Crystallisation of the metal in iie irons and possible meteorite analog

Abstract

The metal of the IIE irons has evidence of fractionation in the depths of the asteroid, but the presence of a fine-grained structure is incompatible with its endogenous origin. It was assumed that the metal underwent remelting on the surface of the parent body. Data on the mineragraphy, mineral and chemical composition of IIE irons (Elga, Verkhnodniprovsk, Tobychan, Miles and Watson) indicate that the relatively fine-grained metal structure and xenomorphic schreibersite grains were probably formed by crystallization from the melt. According to the calculated data on the bulk composition of the Elga metal and on the Fe-Ni-P phase diagrams, the crystallization of the first γ-Fe grains began at ~1511°С and ended at ~1060–1100°С with the formation of polygonal crystals of cm-sized taenite and xenomorphic schreibersite along their boundaries. The identical composition of xenomorphic schreibersite, both along the borders of the taenite grains and on the rims around nonmetallic inclusions, indicates their simultaneous formation. Among four generations of schreibersite, the xenomorphic schreibersite is distinguished by a high Fe/Ni ratio. It is also noted that the higher the crystallization temperature of schreibersite, the less nickel content in this schreibersite.

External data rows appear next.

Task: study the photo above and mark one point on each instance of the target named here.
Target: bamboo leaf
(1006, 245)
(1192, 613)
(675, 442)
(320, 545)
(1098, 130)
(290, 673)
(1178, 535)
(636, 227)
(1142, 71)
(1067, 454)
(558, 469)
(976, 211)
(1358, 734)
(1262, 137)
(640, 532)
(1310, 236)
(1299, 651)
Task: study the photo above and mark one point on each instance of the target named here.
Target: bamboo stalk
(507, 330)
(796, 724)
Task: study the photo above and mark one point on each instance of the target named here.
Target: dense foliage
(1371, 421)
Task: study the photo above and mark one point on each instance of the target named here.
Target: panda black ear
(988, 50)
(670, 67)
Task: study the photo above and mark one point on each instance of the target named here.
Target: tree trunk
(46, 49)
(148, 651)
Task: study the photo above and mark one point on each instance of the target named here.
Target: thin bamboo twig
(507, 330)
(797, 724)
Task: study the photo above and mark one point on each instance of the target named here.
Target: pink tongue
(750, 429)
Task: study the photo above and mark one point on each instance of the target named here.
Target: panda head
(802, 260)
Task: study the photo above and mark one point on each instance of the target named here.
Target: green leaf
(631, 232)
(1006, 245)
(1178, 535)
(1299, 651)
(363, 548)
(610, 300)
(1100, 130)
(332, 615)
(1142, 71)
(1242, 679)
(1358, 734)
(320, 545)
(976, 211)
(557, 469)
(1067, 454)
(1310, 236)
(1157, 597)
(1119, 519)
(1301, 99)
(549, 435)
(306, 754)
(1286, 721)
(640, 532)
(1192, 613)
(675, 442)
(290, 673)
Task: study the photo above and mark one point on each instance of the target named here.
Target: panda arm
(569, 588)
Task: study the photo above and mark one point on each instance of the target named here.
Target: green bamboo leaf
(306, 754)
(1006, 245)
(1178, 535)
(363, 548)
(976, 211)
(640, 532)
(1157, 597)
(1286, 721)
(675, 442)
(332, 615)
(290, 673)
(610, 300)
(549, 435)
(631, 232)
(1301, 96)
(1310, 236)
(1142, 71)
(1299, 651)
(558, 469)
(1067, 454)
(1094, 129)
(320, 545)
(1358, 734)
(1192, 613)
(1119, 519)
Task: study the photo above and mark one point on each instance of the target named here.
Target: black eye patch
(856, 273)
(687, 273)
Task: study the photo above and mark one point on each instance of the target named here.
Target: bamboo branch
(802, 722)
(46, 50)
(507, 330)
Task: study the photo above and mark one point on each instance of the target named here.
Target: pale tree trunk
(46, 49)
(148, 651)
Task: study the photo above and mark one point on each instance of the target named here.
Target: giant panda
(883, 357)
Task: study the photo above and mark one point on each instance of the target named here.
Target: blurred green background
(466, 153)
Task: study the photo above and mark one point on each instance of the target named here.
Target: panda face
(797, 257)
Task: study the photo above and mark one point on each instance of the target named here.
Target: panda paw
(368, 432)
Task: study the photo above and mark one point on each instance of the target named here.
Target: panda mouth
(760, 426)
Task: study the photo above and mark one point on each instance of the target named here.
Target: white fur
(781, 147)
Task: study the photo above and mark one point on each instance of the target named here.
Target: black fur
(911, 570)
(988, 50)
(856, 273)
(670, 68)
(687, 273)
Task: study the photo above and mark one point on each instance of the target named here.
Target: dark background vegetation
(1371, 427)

Similar metal structures were found in other types of meteorites: in the IAB irons and in metal of some mesosiderites, and the impact mechanism of formation is considered the most likely for them. Thus, the mechanism of formation of the IIE irons by shock remelting of fractionated metal and mixing with silicate fragments in the conditions of the parent surface may have analogues among other types of meteorites.